A number of language service providers provide internship opportunities, Eclectic Translations included. They are a great opportunity to gain experience in a variety of fields, even fields you will never want to go back to again! My only internship was in the House of Commons in England. I worked there for 3 days when I was 16. It was fascinating. It was an amazing building to be in, full of politicians that you’d see every day in the news. But it was bloody awful. And I realized that no, I don’t want to be prime minister, thanks.
Anyway, investigate and sign up for internships, anything from a week to 3 months – you can even sometimes get paid for them.

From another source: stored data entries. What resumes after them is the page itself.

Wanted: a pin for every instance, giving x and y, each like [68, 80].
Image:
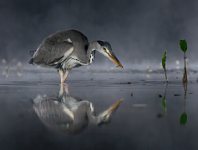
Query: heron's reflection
[69, 114]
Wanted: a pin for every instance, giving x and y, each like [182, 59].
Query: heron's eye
[104, 49]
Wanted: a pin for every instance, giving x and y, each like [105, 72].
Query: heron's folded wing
[53, 53]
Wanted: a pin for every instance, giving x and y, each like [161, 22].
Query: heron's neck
[91, 51]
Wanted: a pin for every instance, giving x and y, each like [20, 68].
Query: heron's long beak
[115, 60]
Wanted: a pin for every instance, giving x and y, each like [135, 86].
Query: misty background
[138, 30]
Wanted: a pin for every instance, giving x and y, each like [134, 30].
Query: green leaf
[183, 45]
[164, 104]
[164, 60]
[183, 118]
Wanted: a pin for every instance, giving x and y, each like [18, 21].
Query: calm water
[30, 117]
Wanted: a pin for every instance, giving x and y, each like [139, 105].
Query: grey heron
[68, 49]
[68, 114]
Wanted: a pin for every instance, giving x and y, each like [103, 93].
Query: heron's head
[106, 50]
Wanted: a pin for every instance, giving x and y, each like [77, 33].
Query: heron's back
[56, 45]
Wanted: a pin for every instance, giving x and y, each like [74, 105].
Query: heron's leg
[61, 74]
[65, 75]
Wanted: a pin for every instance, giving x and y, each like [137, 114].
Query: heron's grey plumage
[51, 51]
[65, 50]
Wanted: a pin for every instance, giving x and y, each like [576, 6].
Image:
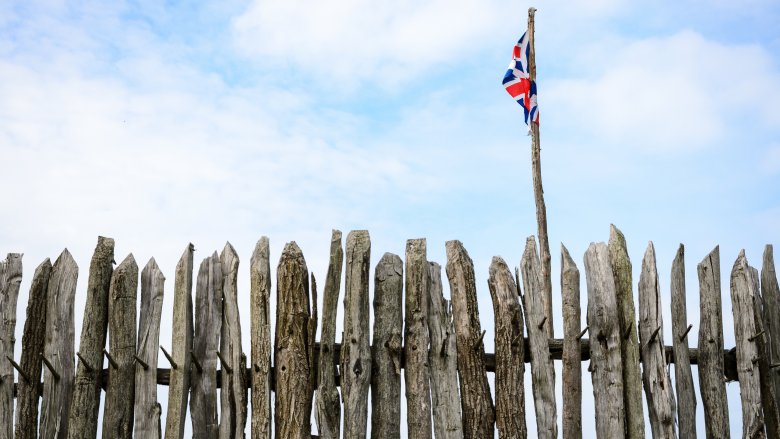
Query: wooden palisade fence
[437, 343]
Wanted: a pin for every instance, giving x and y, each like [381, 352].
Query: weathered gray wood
[475, 398]
[291, 346]
[417, 373]
[205, 343]
[147, 409]
[32, 345]
[710, 361]
[118, 415]
[181, 345]
[510, 394]
[58, 348]
[742, 297]
[629, 346]
[259, 302]
[542, 370]
[658, 388]
[572, 370]
[10, 279]
[443, 359]
[605, 364]
[386, 369]
[356, 347]
[84, 407]
[232, 419]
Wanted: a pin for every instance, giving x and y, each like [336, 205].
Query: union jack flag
[517, 81]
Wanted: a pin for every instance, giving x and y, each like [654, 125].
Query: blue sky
[163, 123]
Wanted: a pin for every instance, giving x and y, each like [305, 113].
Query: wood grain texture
[605, 364]
[510, 394]
[58, 348]
[387, 342]
[475, 397]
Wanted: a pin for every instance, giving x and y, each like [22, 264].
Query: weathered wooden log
[629, 346]
[386, 367]
[417, 373]
[10, 280]
[205, 343]
[259, 302]
[33, 340]
[58, 348]
[745, 334]
[118, 415]
[510, 394]
[292, 345]
[658, 388]
[443, 360]
[710, 359]
[356, 346]
[605, 364]
[542, 370]
[572, 370]
[181, 345]
[476, 401]
[686, 397]
[147, 409]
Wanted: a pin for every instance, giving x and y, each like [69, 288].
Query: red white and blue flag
[517, 81]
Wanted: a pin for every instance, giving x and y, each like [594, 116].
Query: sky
[164, 123]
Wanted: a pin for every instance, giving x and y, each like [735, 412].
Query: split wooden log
[417, 373]
[658, 388]
[147, 409]
[443, 360]
[356, 346]
[181, 345]
[260, 370]
[686, 397]
[605, 364]
[292, 346]
[476, 400]
[629, 346]
[710, 361]
[33, 340]
[205, 343]
[58, 349]
[572, 369]
[386, 369]
[542, 370]
[510, 394]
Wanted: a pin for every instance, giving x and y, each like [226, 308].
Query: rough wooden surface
[386, 366]
[658, 387]
[605, 364]
[542, 370]
[572, 367]
[205, 343]
[85, 405]
[58, 348]
[510, 394]
[260, 369]
[10, 280]
[416, 341]
[629, 346]
[356, 346]
[711, 363]
[118, 415]
[147, 409]
[443, 360]
[742, 297]
[291, 346]
[32, 345]
[181, 345]
[475, 398]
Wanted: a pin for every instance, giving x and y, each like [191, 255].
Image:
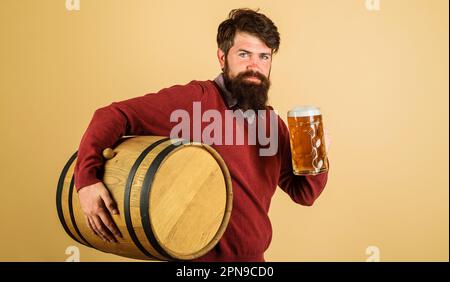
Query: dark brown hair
[249, 21]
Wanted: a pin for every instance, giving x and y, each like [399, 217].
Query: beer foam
[304, 111]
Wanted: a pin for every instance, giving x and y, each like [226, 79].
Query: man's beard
[248, 94]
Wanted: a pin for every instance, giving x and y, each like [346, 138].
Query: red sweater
[254, 177]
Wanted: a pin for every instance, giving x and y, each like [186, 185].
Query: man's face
[247, 70]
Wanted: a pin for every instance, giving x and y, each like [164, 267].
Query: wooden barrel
[174, 199]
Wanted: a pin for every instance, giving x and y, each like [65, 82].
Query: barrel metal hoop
[59, 191]
[127, 196]
[72, 217]
[145, 203]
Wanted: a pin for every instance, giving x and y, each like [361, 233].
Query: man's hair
[249, 21]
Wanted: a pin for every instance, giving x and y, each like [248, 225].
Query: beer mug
[309, 156]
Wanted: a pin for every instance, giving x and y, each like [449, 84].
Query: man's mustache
[251, 73]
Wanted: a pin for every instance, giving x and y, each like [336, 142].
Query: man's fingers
[96, 231]
[109, 203]
[109, 223]
[88, 223]
[101, 228]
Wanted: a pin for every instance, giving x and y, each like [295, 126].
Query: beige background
[380, 77]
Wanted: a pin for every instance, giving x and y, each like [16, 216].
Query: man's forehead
[250, 43]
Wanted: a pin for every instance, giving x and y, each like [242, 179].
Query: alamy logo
[73, 5]
[262, 128]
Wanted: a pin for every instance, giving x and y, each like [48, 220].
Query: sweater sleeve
[303, 190]
[145, 115]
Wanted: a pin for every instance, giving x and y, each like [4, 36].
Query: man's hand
[97, 204]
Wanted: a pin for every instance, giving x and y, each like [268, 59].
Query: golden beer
[309, 156]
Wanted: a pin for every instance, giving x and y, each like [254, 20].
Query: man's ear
[221, 58]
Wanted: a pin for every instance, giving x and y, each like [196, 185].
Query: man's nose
[253, 63]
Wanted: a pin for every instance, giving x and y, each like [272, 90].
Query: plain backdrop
[379, 74]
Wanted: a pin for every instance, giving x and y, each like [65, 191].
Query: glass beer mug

Volunteer projects are more on-going opportunities, for after you’ve done your internships. Look out for worthy projects that you could be interested in volunteering for – there’s so much that needs a volunteer’s help. For example, you could work for local charities as a translator. You can join Translators without Borders. You can translate the subtitles for TED talks. There are non-commercial events, like film festivals – Message to Man happens every year in St. Petersburg. There are things like the St Petersburg International Economic Forum – a great opportunity to use your language in real life.
You can get online and explore websites like idealist.org – you’ll find jobs there that meet your ideals, and opportunities to contribute. The United Nations has an internship program, if you want to improve your CV, that’s a great place to start. There’s translationsforprogress – another volunteer site. All of these opportunities allow you to assist on and off, you don’t have to commit long term. You’ll get direct practice, learn to work with other people, find areas that you’re good and, and those where you’re not so strong.
This is one of the most important things for Eclectic as a company. This is what feedback looks like:
You submitted a file you’ve translated, somebody – an editor – has gone through it after you, they’ve made comments about you not researching someone’s name, they’ve changed your carefully selected words, picked up a few typos, changed ‘roubles’ to RUB. Then a proofreader went over it, too – they copy-pasted things around! They changed the word order! They accepted a bunch of the editor’s comments!
A bloody mess, isn’t it?
Not all translation companies will give you feedback, and certainly not this detailed. But you must ask for it; the nature of being a freelancer means you’re unlikely to get many other learning opportunities. But learn from feedback you must, no matter how hard it is to look at the mess on the page. Despite your first conviction, that they’re stupid, you’ll soon find out that they have their reasons. Context. Client requirements. Historic errors, carried forward. Personal preference. Whatever. So, let down the barrier, put your ego to bed, and go and ask – why did you change this? I thought this was the right way to spell that person’s name? How did the decision get taken to change this to that? Insist on feedback, ask questions, you’ll learn, you’ll get better – and you’ll be able to charge more for your services.